She married a king but would never be queen - the missing consort of England, Sophia Dorothea, wife of George I
It stands in contrast with the state of the monarchy 900 years ago. The new kingdom of Norman England was just shy of 50 years old in 1114 but was already on its third monarch. Henry I, the youngest son of William the Conqueror, had somehow ended up in charge of his father's kingdom and while he was steadily shoring up his power and the administrative control of the entire land that had marked his father's reign with such success, his wife was setting the pattern for queen consorts in this new realm. Henry's wife was Edith Dunkeld, daughter of a Scottish king and a saint. She had married Henry just months after his accession in a marriage that followed, in many ways, the example set by the wedding of William the Conqueror and Matilda of Flanders. Henry's mother had brought with her established royal blood that added a regal touch to the lineage of William whose father was a duke descended from Vikings and whose mother was a Norman girl who his daddy hadn't married. Henry may have been the son of a king but he was a conquering king and the Norman dynasty still needed to establish its royal pedigree. Marriage with a Scottish princess didn't bring Henry wealth but it did add a touch more blue blood to his family and linked him to a tradition of rule within the islands his father had barged in on so definitely in 1066 that went back centuries. Edith, who was known as Matilda as queen, was a consort who made her husband much more of a king than he would have been without her.

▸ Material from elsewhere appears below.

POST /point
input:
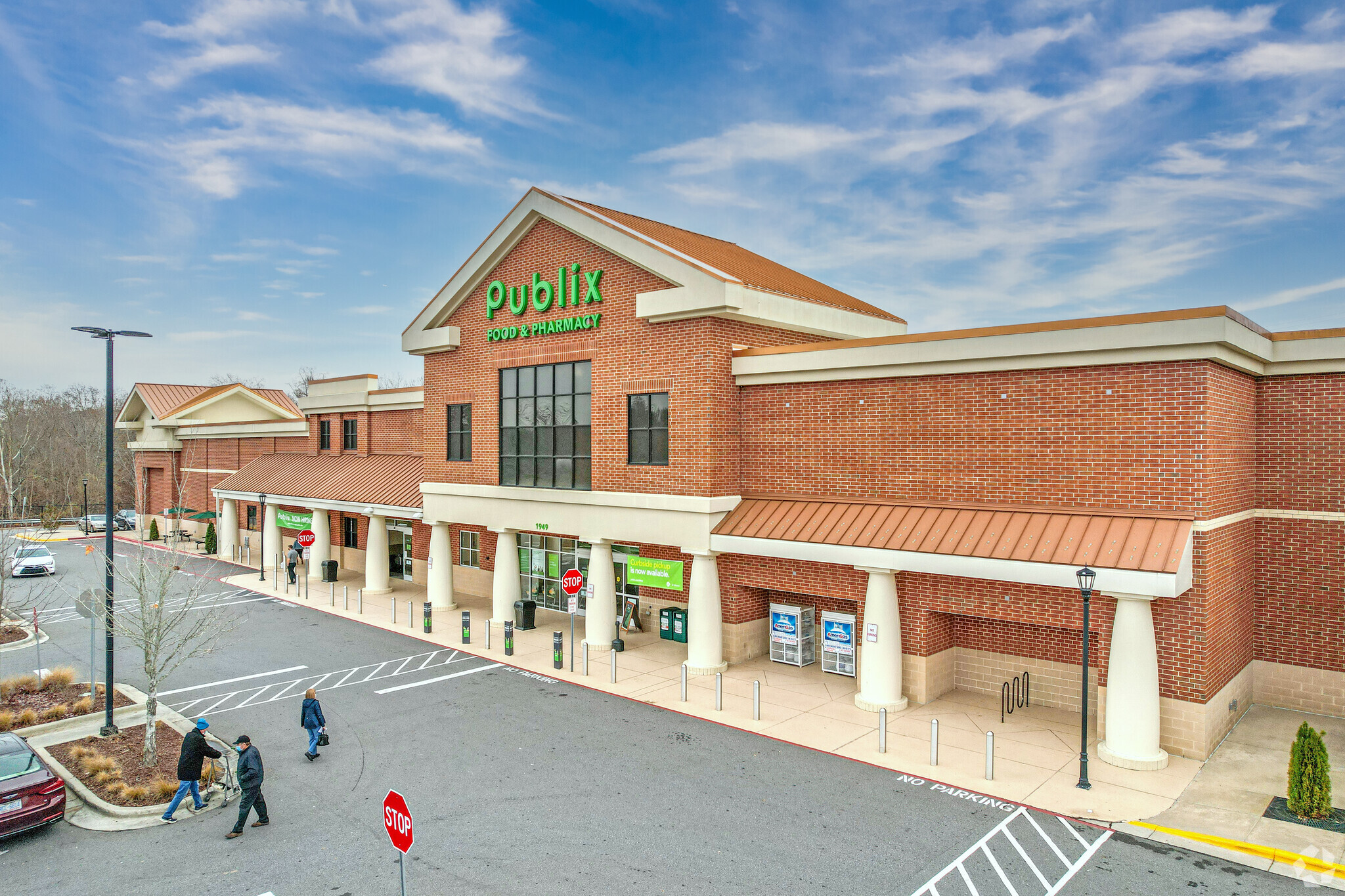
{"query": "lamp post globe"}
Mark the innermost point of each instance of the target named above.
(1086, 582)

Edith Dunkeld ruled England as Queen Matilda, consort of Henry I from 1100 until her death in 1118
Edith became hugely popular with her new subjects and was known for her piety, her devotion to helping the poor and her love of the arts - all areas that became associated with good conduct by good queen consorts in the centuries that followed. She gave Henry a daughter, Matilda, and a son, William, and her death was widely mourned. She was around 38 when she died in 1118 but the loss of a popular queen consort became a tragedy just two years later when her only son, William, was killed in the White Ship disaster leaving Henry without a legitimate heir. In many ways, Edith had an easy run at establishing herself as queen consort. She was a homegrown royal a time when many still resented the iron rule of the Normans who had conquered and consumed in less than fifty years. She had had royal training thanks to her early childhood years at the Scottish court. And she had no rivals. Her husband's predecessor as king, William Rufus, had never married and her mother-in-law, Matilda of Flanders, had been dead for twenty years by the time Edith became consort. There was no queen dowager lurking in the wings, or the dower house, to make Edith's life difficult. The second queen consort of modern England could shape her role as she saw fit. And arguably, she created a pattern that lasts to a certain extent until today.